Por Sandro Vaia
Além de ser o pior regime do mundo, com exceção de todos os outros, a democracia tem a vantagem de proporcionar alguns espetáculos de surrealismo político que podem torná-la impagável também no ramo do entretenimento.
Foi o que aconteceu na última quarta feira,quando a Câmara Federal votou o valor do salário mínimo que passará a vigorar a partir de março.Como se usássemos um par de óculos de grau com as lentes ao contrário, vimos as imagens que inverteram toda a lógica política que o nosso consciente e o nosso inconsciente armazenaram durante os anos de vigência do regime democrático implantado depois da queda da ditadura militar.
De um lado, a turma da responsabilidade fiscal, zeladora e guardiã tradicional das contas públicas,apoiada pelas galerias repletas de sindicalistas, exigindo um salário mínimo de 560 (na hipótese mais light) ou 600 reais (na hipótese mais hard ).Um custo adicional de R$ 4,5 bilhões para os cofres públicos na primeira hipótese,ou de R$ 16,5 bilhões na segunda.Para quem está às voltas com a necessidade de um corte orçamentário de 50 bilhões, duas pancadas e tanto.
Do outro lado,a turma dos progressistas,dos generosos gastos sociais, (muitos dos quais aparecem numa foto arcana, ridicularizando um salário mínimo proposto pelo governo de FHC, fazendo um sinal de tamanho irrisório entre o polegar e indicador) , defendendo com toda a garra um salário mínimo de 545 reais que, em vez de repor perdas inflacionárias, ainda fica devendo algo como 1,3% para empatar com a inflação.
Para coroar a obra, os sindicalistas das galerias vaiaram o seu par Vicentinho, relator da proposta do governo, e aplaudiram,entre outros, Ronaldo Caiado e Onix Lorenzetti, notórios reacionários e inimigos históricos da classe trabalhadora.
Mas onde estamos?
Estamos no Brasil e essas são as contradições e paradoxos da democracia: a esquerda, puxando sua fileira de aliados fisiológicos, partidos- vagões- de -carga lotados de benesses e cargos, defendendo a austeridade fiscal, e o centro e a direita, tentando desesperadamente pescar votos no lago populista, defendendo a gastança que depois condenarão em seus discursos.
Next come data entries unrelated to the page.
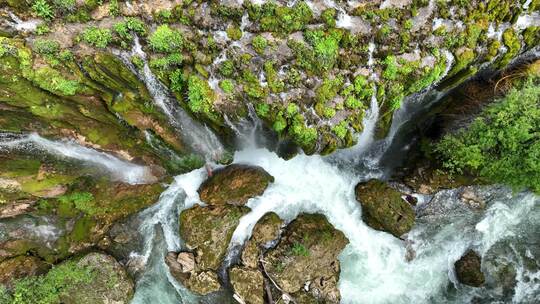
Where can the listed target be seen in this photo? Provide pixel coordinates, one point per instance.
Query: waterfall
(120, 170)
(196, 135)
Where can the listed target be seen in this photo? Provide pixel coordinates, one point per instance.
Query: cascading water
(196, 135)
(119, 169)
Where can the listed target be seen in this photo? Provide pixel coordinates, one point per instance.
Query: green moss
(98, 37)
(166, 40)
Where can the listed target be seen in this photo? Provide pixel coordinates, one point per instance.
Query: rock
(234, 184)
(468, 269)
(110, 283)
(21, 267)
(469, 197)
(266, 230)
(208, 231)
(248, 284)
(384, 209)
(306, 256)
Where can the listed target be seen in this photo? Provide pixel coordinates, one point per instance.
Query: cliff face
(311, 70)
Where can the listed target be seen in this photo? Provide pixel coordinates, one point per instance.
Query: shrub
(227, 86)
(200, 95)
(164, 39)
(502, 145)
(48, 288)
(43, 9)
(97, 37)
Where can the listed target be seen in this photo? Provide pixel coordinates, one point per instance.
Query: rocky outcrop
(306, 258)
(383, 208)
(266, 230)
(468, 269)
(110, 283)
(234, 184)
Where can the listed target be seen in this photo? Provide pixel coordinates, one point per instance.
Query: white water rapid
(117, 168)
(196, 135)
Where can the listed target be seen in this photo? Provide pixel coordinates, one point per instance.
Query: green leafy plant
(166, 40)
(98, 37)
(503, 144)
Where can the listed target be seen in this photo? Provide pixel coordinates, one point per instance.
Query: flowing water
(117, 168)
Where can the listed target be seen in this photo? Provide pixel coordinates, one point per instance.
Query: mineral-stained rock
(208, 231)
(468, 269)
(306, 254)
(384, 209)
(110, 282)
(234, 184)
(20, 267)
(248, 284)
(266, 230)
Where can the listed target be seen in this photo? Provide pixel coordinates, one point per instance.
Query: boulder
(248, 284)
(208, 231)
(306, 258)
(110, 282)
(234, 184)
(266, 230)
(383, 208)
(20, 267)
(468, 269)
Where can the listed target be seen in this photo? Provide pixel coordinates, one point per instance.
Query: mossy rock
(234, 184)
(384, 209)
(208, 230)
(306, 254)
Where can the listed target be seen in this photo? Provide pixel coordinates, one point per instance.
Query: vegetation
(49, 288)
(503, 144)
(166, 40)
(98, 37)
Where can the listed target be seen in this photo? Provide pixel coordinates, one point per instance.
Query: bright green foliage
(259, 44)
(47, 289)
(128, 26)
(234, 32)
(391, 68)
(226, 68)
(299, 249)
(329, 17)
(46, 47)
(227, 86)
(97, 37)
(503, 144)
(340, 130)
(43, 9)
(177, 80)
(166, 40)
(282, 19)
(82, 201)
(200, 95)
(262, 109)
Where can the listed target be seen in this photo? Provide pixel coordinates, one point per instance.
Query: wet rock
(383, 208)
(234, 184)
(468, 269)
(110, 282)
(20, 267)
(248, 284)
(306, 258)
(266, 230)
(208, 231)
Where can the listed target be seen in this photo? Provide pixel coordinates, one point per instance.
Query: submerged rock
(21, 267)
(468, 269)
(234, 184)
(248, 284)
(383, 208)
(306, 258)
(266, 230)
Isso significa simplesmente que a política no Brasil não é feita para ser levada a sério e que ninguém tem bandeiras, princípios e nem convicções. E no meio dessa farra toda, enquanto a oposição se inebriava com os aplausos das galerias, o governo,além de vencer tranquilamente com sua proposta de 545 reais, fazia passar no meio das pernas de todo mundo, a decisão (inconstitucional) de que nos próximos três anos, o valor do salário mínimo será fixado por decreto e o Congresso não terá sequer a chance de encenar outra pantomima como essa.
Ou seja: Dilma venceu o primeiro assalto e já garantiu os próximos três.Barba,cabelo e bigode.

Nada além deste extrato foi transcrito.